This is fantastic!
The Ted Cruz Birther Movement is slow to die. Heck, it might never wither away!
Constitutional crybabies keep insisting that because the Republican U.S. senator from Texas — and GOP candidate for president — was born in Canada that he isn’t eligible to seek the presidency, let alone hold the office if elected.
Plaintiffs in several states have sought to block Cruz’s candidacy on specious grounds that the senator is a foreigner.
These challenges are doomed. They won’t get to first base, I believe, with the U.S. Supreme Court.
A lower court judge put it well. A natural-born citizen “includes any person who is a United States citizen from birth,” wrote Pennsylvania Commonwealth Judge Dan Pellegrini.
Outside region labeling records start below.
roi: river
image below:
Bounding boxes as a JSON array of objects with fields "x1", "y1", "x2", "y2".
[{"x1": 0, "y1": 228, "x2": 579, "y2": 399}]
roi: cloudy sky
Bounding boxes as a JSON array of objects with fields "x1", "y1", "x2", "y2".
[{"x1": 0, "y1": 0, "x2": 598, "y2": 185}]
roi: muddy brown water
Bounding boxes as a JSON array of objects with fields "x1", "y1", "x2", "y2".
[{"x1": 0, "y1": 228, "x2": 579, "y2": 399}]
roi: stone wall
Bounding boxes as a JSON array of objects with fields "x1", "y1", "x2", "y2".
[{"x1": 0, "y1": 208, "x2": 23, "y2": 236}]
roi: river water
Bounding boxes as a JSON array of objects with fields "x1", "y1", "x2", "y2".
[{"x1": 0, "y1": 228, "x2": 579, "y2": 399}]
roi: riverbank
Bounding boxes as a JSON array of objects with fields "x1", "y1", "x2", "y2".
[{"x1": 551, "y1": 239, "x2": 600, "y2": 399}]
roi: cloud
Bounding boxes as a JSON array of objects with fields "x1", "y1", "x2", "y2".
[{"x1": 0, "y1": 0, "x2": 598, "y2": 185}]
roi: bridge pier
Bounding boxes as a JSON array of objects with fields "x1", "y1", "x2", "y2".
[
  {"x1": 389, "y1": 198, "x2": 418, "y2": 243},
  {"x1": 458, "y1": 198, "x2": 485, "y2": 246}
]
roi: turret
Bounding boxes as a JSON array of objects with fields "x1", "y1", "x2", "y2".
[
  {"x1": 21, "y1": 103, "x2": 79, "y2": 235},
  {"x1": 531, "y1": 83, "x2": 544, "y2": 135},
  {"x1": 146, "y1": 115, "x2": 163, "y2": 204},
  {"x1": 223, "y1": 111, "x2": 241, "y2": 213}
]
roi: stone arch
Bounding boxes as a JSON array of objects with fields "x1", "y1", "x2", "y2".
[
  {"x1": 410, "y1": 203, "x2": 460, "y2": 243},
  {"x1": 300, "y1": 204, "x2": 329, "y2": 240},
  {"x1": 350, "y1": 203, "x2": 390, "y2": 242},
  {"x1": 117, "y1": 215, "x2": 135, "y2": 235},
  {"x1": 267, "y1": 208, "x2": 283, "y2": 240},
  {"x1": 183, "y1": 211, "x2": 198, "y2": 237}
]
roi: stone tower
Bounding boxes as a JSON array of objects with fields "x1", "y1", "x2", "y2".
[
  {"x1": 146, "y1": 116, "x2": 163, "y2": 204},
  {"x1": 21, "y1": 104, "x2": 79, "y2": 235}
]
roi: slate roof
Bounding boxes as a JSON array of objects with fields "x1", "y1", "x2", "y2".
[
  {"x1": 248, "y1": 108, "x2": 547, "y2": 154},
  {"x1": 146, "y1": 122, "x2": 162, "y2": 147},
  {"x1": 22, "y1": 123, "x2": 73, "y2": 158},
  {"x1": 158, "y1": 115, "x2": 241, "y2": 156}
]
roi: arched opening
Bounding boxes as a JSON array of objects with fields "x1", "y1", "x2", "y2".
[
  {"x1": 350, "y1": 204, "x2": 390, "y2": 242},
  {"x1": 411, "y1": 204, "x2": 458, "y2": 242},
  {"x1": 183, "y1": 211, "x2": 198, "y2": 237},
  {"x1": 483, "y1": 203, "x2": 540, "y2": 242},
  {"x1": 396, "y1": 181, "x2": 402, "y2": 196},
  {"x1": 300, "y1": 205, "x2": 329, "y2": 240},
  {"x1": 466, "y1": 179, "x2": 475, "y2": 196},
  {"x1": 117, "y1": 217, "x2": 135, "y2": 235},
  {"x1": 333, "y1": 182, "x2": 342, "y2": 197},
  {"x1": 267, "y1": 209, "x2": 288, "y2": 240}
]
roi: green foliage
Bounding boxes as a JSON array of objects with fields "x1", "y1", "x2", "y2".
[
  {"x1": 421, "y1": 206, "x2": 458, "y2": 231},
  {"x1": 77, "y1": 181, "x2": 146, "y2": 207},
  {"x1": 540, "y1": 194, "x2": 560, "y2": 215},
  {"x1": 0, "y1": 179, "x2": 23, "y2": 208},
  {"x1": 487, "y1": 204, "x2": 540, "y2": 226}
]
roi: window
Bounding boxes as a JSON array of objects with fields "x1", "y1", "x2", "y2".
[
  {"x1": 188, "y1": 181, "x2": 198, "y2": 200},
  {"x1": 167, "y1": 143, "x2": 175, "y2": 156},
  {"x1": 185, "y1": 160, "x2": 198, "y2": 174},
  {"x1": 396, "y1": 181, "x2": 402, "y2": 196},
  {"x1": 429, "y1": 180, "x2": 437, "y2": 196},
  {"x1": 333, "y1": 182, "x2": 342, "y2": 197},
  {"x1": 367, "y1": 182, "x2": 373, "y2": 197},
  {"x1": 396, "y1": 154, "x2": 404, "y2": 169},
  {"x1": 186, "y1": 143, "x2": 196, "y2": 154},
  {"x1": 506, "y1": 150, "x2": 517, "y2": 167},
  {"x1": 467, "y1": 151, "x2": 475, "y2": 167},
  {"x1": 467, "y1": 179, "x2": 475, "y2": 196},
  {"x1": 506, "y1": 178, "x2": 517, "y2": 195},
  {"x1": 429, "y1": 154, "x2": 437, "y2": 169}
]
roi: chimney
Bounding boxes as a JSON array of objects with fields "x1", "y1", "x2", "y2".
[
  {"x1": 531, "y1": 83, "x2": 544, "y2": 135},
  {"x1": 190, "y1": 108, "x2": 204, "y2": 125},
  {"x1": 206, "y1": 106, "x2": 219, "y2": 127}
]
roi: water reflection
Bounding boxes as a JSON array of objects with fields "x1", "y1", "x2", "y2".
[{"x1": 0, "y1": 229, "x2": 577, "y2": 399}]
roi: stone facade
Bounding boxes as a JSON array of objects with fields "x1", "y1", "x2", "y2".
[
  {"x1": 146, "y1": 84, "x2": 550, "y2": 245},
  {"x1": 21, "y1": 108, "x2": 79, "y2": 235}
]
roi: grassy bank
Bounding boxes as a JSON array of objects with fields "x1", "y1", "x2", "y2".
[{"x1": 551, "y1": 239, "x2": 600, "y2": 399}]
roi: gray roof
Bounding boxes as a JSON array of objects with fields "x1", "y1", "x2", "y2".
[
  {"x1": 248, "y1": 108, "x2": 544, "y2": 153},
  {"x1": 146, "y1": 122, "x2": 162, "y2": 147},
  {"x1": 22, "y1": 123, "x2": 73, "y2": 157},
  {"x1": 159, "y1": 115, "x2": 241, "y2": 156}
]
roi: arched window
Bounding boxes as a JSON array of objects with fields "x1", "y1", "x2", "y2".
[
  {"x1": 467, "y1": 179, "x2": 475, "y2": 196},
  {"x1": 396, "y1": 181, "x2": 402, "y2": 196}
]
Young Rafael Edward Cruz came into this world as a U.S. citizens because his mother is an American. Therefore, no matter where on Earth baby Ted was born he became eligible to run for the presidency.
The U.S. Constitution doesn’t define “natural-born citizen.” It doesn’t specify that a president must have been born on sovereign U.S. territory. All it specifies is citizenship — and federal law, by golly, is pretty damn clear on that point.
Still, this birtherism regarding Cruz’s eligibility is nearly as funny as the cockamamie notion that dogged President Barack Obama right up until the moment he won re-election to a second — and final — term in November 2012.